Comme un ressac, la vague coupé-décalé est en effet revenue en France, où elle a été rapidement adoptée par la diaspora afro-caraïbéenne. « Avant, la musique congolaise dominait le continent avec le ndombolo et le soukouss, explique Mokobé [rappeur français d’origine malienne, membre du groupe 113, NDLR]. Aujourd’hui, c’est le coupé-décalé qui fait danser les Africains. » C’est d’ailleurs Mokobé qui contribuera à ancrer définitivement ce rythme en France, avec ses nombreux featurings associant des musiciens ivoiriens. Côté format, « cette musique est plus accessible, confie le directeur d’une station radio parisienne. Nous avons toujours eu un problème avec les chansons congolaises et leurs six, sept, voire dix minutes de durée. Cette façon de s’étaler en longueur les a toujours desservis. »

Les Ivoiriens ont une boutade : « Abidjan n’a plus dix communes, mais plutôt douze… avec Ouagadougou et Cotonou ! » Et au-delà, à Bamako et Lomé, Erickson le Zulu et ses compères sont de véritables stars. Désormais, on trouve aussi de l’atalaku yorouba (Bénin et Nigeria), du coupé-décalé wolof, et même du décalé chinois…

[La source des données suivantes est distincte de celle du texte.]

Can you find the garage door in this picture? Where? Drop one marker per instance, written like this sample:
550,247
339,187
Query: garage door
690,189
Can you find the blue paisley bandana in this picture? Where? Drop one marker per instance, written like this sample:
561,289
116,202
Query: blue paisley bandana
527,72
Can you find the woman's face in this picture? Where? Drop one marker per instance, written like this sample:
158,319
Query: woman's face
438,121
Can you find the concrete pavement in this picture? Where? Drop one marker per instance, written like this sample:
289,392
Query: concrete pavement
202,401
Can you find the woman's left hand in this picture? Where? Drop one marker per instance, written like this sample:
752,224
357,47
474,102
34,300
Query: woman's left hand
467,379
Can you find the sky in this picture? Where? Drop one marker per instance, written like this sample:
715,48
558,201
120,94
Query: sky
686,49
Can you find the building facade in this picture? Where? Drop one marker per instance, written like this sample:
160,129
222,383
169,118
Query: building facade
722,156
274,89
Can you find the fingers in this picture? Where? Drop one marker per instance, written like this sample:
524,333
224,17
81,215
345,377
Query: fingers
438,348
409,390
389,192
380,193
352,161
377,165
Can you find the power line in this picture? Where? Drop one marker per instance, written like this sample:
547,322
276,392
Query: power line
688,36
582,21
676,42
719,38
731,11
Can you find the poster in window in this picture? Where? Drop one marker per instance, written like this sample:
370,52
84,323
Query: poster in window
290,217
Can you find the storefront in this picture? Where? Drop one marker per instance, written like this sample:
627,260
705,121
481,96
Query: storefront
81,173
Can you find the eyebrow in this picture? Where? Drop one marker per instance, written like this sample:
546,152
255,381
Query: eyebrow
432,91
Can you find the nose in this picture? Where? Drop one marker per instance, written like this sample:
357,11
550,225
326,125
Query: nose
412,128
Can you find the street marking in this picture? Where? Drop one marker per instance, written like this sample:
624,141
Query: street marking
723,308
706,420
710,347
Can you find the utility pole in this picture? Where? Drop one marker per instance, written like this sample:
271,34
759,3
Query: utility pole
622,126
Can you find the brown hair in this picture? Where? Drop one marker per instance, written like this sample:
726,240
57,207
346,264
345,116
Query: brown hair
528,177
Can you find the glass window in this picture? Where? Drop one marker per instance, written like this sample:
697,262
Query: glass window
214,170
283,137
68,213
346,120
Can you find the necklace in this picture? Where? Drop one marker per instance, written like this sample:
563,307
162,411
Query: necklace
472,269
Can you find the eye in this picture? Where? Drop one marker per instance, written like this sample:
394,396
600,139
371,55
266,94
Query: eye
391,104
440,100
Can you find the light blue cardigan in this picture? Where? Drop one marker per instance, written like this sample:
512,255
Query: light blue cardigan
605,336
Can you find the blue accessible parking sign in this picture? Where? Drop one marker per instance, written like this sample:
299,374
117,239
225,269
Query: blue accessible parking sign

Arnold Sènou, écrivain et journaliste béninois, s’en émerveillait déjà en 2005 : « Mon respect tout entier va vers ces chanteurs et groupes ivoiriens. Oui, avec leur coupé-décalé, ils ont tout “saccagé” sur leur chemin, en ce sens que nombre de nouveaux groupes béninois qui se créent aujourd’hui ne jurent plus que par cette musique… » Claude Bassolé avance une explication à cet engouement qui frise parfois l’hystérie : « C’est une affaire de génération. À chacun sa façon de consommer. L’ancienne école était rumba, paroles et mélodies, la nouvelle mise sur le look et le style, elle en jette. Les chanteurs de coupé-décalé font rêver, avec leurs beaux vêtements, leur allure sur scène. Côté spectacle, ils assurent ! Maintenant, tout le monde fait comme eux, les Congolais autant que les grands artistes ivoiriens. Même les chanteurs de zouglou ont été fouettés dans leur orgueil par les nouveaux DJ. »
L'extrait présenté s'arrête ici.